Ashes: England coach Andy Flower seeks winning finale
England cricketers practise Ashes sprinkler dance
By Tom Fordyce
BBC Sport in Melbourne
England coach Andy Flower says his team must now win the Ashes series after a night of celebrations in Melbourne.
The Ashes were retained with an innings victory at the MCG but an Australia win in the final Test, which starts on Sunday, would square the series at 2-2.
Flower said: "Everyone involved in this tour will feel a lot of pride about how the guys have played but it's much too early to be feeling satisfied.
"We came here to win the series and will do everything we can to do that."
Flower added: "The Melbourne performance was an outstanding one but we also realise that there's a lot of cricket ahead on this tour."
Flower targets England improvement
England's players and fans toasted their victory, which ensured the precious urn was won down under for the first time in 24 years, until the early hours of Thursday morning.
Speaking at the team hotel, Flower admitted: "I've seen a few of the guys this morning but some are conspicuous by their absence. But they've earned a day off and it will be good for them not to think about the stresses of the game.
"We had some really special times in the changing room yesterday afternoon and I know that for all the cricketers those are times that you cherish.
"When they've fought hard and come out on top they can enjoy each other's success and each other's company for a little period of time in the sanctuary of the dressing room.
"The families joined us for a short time and I know the guys enjoyed having their loved ones around with them to share it with them. We celebrated yesterday and it's time to move on now."

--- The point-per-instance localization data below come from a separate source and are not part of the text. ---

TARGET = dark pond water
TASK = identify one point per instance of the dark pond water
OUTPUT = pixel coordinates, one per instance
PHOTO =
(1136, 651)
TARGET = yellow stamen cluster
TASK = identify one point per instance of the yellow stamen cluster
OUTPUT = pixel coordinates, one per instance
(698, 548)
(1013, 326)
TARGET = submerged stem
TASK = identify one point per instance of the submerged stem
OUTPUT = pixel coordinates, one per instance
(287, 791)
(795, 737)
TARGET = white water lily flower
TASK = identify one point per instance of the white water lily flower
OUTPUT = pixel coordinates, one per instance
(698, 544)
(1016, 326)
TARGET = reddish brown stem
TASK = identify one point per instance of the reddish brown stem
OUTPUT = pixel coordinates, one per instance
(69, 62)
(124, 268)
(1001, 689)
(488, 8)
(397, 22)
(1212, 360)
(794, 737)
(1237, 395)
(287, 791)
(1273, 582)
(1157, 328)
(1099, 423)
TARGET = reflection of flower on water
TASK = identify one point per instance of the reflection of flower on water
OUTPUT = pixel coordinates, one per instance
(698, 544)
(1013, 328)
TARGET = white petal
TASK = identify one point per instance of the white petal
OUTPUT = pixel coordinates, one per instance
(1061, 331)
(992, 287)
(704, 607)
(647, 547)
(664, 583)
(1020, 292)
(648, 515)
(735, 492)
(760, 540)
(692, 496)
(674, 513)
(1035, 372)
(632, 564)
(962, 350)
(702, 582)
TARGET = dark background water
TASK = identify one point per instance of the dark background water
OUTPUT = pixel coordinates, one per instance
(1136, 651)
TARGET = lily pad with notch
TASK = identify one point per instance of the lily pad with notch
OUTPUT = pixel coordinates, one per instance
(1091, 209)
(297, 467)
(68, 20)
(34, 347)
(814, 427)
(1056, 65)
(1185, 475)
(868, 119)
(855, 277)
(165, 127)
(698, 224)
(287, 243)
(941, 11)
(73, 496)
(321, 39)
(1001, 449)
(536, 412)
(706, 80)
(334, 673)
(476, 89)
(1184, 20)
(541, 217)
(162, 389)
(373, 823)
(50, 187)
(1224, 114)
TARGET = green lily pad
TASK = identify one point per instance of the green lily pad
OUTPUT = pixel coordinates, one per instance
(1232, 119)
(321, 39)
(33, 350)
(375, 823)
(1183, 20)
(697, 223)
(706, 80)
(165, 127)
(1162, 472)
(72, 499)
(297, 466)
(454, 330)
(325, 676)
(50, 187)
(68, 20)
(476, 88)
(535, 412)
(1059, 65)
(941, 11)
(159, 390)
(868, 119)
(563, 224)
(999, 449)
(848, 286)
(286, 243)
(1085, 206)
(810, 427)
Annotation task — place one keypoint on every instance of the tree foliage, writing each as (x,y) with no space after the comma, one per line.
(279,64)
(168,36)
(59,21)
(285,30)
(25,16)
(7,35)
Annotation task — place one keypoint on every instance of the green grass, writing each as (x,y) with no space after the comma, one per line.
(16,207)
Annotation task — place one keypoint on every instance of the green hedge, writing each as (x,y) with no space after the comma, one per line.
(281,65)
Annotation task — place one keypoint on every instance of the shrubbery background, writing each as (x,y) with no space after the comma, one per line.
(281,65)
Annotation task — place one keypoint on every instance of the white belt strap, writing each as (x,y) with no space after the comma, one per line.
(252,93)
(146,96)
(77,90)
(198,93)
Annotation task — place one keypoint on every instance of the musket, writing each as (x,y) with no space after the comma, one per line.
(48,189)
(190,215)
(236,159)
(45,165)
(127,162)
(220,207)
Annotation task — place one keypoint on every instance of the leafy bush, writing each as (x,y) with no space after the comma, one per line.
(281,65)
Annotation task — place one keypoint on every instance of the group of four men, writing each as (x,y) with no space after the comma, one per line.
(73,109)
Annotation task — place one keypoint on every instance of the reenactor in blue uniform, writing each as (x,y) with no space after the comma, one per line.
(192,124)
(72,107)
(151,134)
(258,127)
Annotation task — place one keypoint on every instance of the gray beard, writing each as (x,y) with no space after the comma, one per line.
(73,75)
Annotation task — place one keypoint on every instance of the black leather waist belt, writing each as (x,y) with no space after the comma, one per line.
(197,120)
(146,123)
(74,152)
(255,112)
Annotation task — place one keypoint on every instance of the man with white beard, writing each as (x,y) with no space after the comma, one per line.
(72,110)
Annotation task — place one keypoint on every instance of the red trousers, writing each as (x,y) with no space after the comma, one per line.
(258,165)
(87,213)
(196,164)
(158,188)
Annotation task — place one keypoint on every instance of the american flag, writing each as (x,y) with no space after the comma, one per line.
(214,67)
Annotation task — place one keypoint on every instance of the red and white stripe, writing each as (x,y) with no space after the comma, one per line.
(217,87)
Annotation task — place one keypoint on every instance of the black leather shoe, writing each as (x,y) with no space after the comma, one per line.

After their previous win on the tour, another innings victory in the second Test in Adelaide, England were themselves thumped in the following match at the Waca before a second victory in Melbourne.
The final Test in Sydney starts at 2330 GMT on Sunday.
Flower insisted that the celebrations on the MCG pitch on Wednesday and those that followed would not lead to complacency.
"It's like regrouping after the Perth Test - you have to draw a line under previous matches and start again," he stated. "We will draw a line under this win and go out to win in Sydney.
Our bowlers were able to create pressure through their skills
England coach Andy Flower
"I'm very proud of the way the team has played throughout the tour. The guys have worked very hard for the success we've had on this tour.
"We knew before we came out here that it would take some outstanding cricket for us to come out on top in this series and it will take good cricket to win the last Test."
Flower lavished praise on the team's bowling coach David Saker - the former Victoria fast bowler, whose intimate knowledge of Australian conditions and, in particular, the MCG pitch - has proved so important in the series so far.
"The Kookaburra ball was much talked about before the game started and there were a lot things said about our bowlers not being able to use it as well as they do the Duke," added Flower.
"But I think you've seen some very skilful bowling from our guys and they've worked very hard at it. David has been instrumental in their development and [his predecessor] Otis Gibson before that, so those guys should feel very proud of what we've achieved.
"I haven't seen many men come into a group where they didn't know anyone and integrate as well as David has - and that's testament to his character.
"He's added value to our coaching group and our players. He's very good at what he does and we hope to have him around for a lot longer."
England spinner Graeme Swann was at the forefront of the team's festivities after the match, telling his followers on Twitter that he was "a little bit tipsy" after enjoying a Jaegerbomb drink or two with his team-mates.
Swann's spell after tea on the third day was highlighted by Flower as one of the key planks in England's win.
"I thought Swann's spell of bowling, on a pitch that wasn't turning, was one of the outstanding spells of bowling that I've seen from him," said Flower.
"I know he didn't get a huge haul of wickets but the pressure he created from one end - I thought he showed incredible skill.
"The balance between attack and defence for a batsman is always a tricky one to find and the job of the bowlers is to put them under pressure. Our bowlers were able to create pressure through their skills."
For the the fifth Test at the SCG, there have been suggestions England will once again tweak their starting XI to suit the particular characteristics of the ground.
The decisions to bring Chris Tremlett in for the third Test in Perth and Tim Bresnan for this match in Melbourne paid off, with both men taking important wickets and looking threatening throughout.
However, Flower hinted that there would be few surprises, even with Paul Collingwood struggling badly with the bat throughout the series so far.
"I don't feel tempted to experiment," revealed Flower. "You don't experiment with people's careers. We've got quite a nice blend of youth and experience in our squad and we will pick what we think is the side that has the best chance of winning in Sydney."
"He [Collingwood] has had a tough series. He got a couple of 90s in the first-class games and looked in good order. I'm not overly concerned about him - he's an experienced cricketer, a tough bloke and he adds in all sorts of ways to our side.
"But yes, his job is to score runs, like all of our batsmen, and he'll be looking to do that in Sydney."